In a development security pros feared, attackers are actively targeting yet another set of critical server vulnerabilities that leave corporations and governments open to serious network intrusions.
The vulnerability this time is in BIG-IP, a line of server appliances sold by Seattle-based F5 Networks. Customers use BIG-IP servers to manage traffic going into and out of large networks. Tasks include load balancing, DDoS mitigation, and web application security.
Last week, F5 disclosed and patched critical BIG-IP vulnerabilities that allow hackers to gain complete control of a server. Despite a severity rating of 9.8 out of 10, the security flaws got overshadowed by a different set of critical vulnerabilities Microsoft disclosed and patched in Exchange server a week earlier. Within a few days of Microsoft’s emergency update, tens of thousands of Exchange servers in the US were compromised.
Day of reckoning
When security researchers weren’t busy attending to the unfolding Exchange mass compromise, many of them warned that it was only a matter of time before the F5 vulnerabilities also came under attack. Now, that day has come.

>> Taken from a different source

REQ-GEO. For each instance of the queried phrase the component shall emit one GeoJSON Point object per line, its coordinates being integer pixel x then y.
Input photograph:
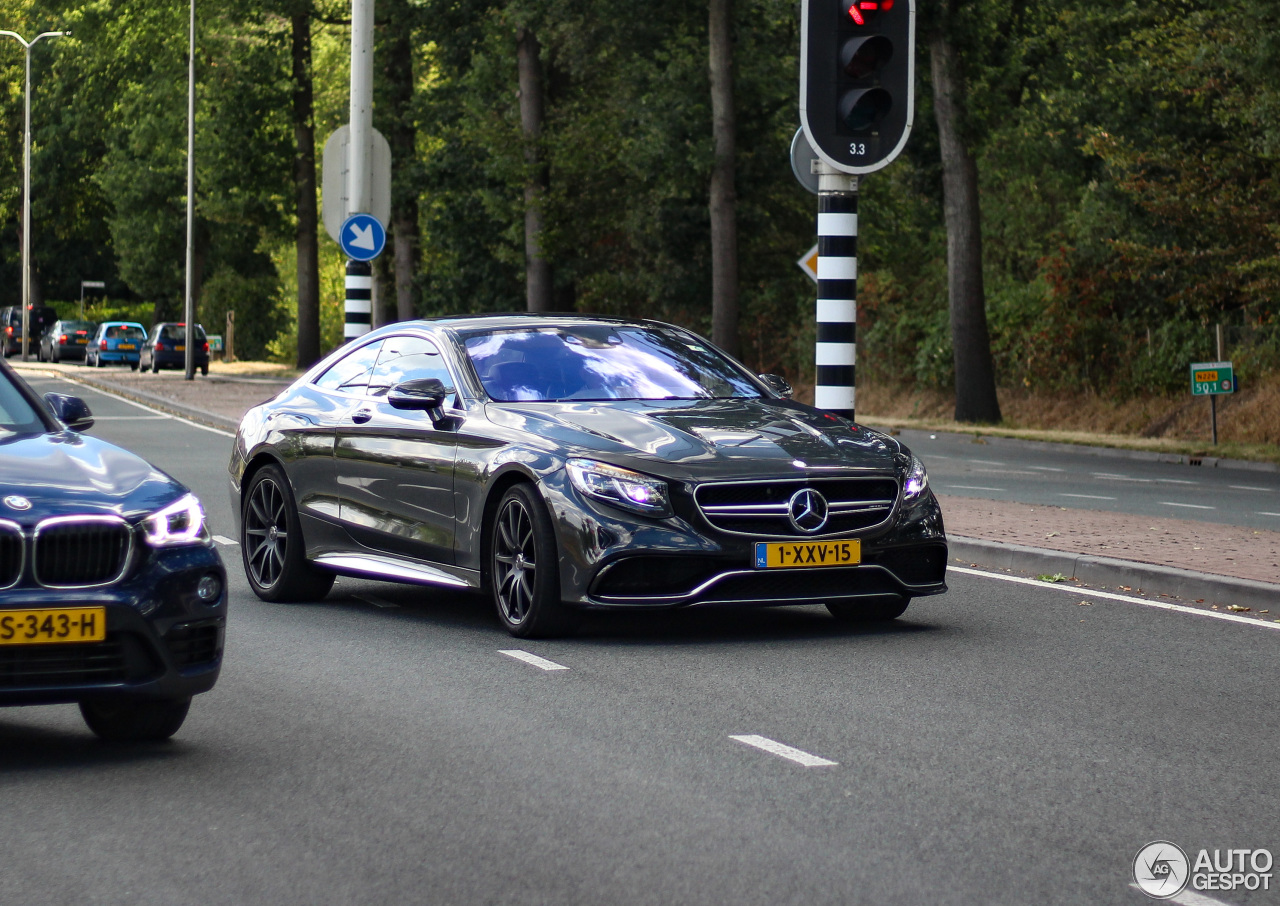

Researchers at security firm NCC Group on Friday said they’re “seeing full chain exploitation” of CVE-2021-22986, a vulnerability that allows remote attackers with no password or other credentials to execute commands of their choice on vulnerable BIG-IP devices.
“After seeing lots of broken exploits and failed attempts, we are now seeing successful in the wild exploitation of this vulnerability, as of this morning,” Rich Warren, Principal Security Consultant at NCC Group and co-author of the blog wrote.
In a blog post NCC Group posted a screenshot showing exploit code that could successfully steal an authenticated session token, which is a type of browser cookie that allows administrators to use a web-based programming interface to remotely control BIG-IP hardware.
“The attackers are hitting multiple honeypots in different regions, suggesting that there is no specific targeting,” Warren wrote in an email. “It is more likely that they are ‘spraying’ attempts across the internet, in the hope that they can exploit the vulnerability before organizations have a chance to patch it.”
He said that earlier attempts used incomplete exploits that were derived from the limited information that was available publicly.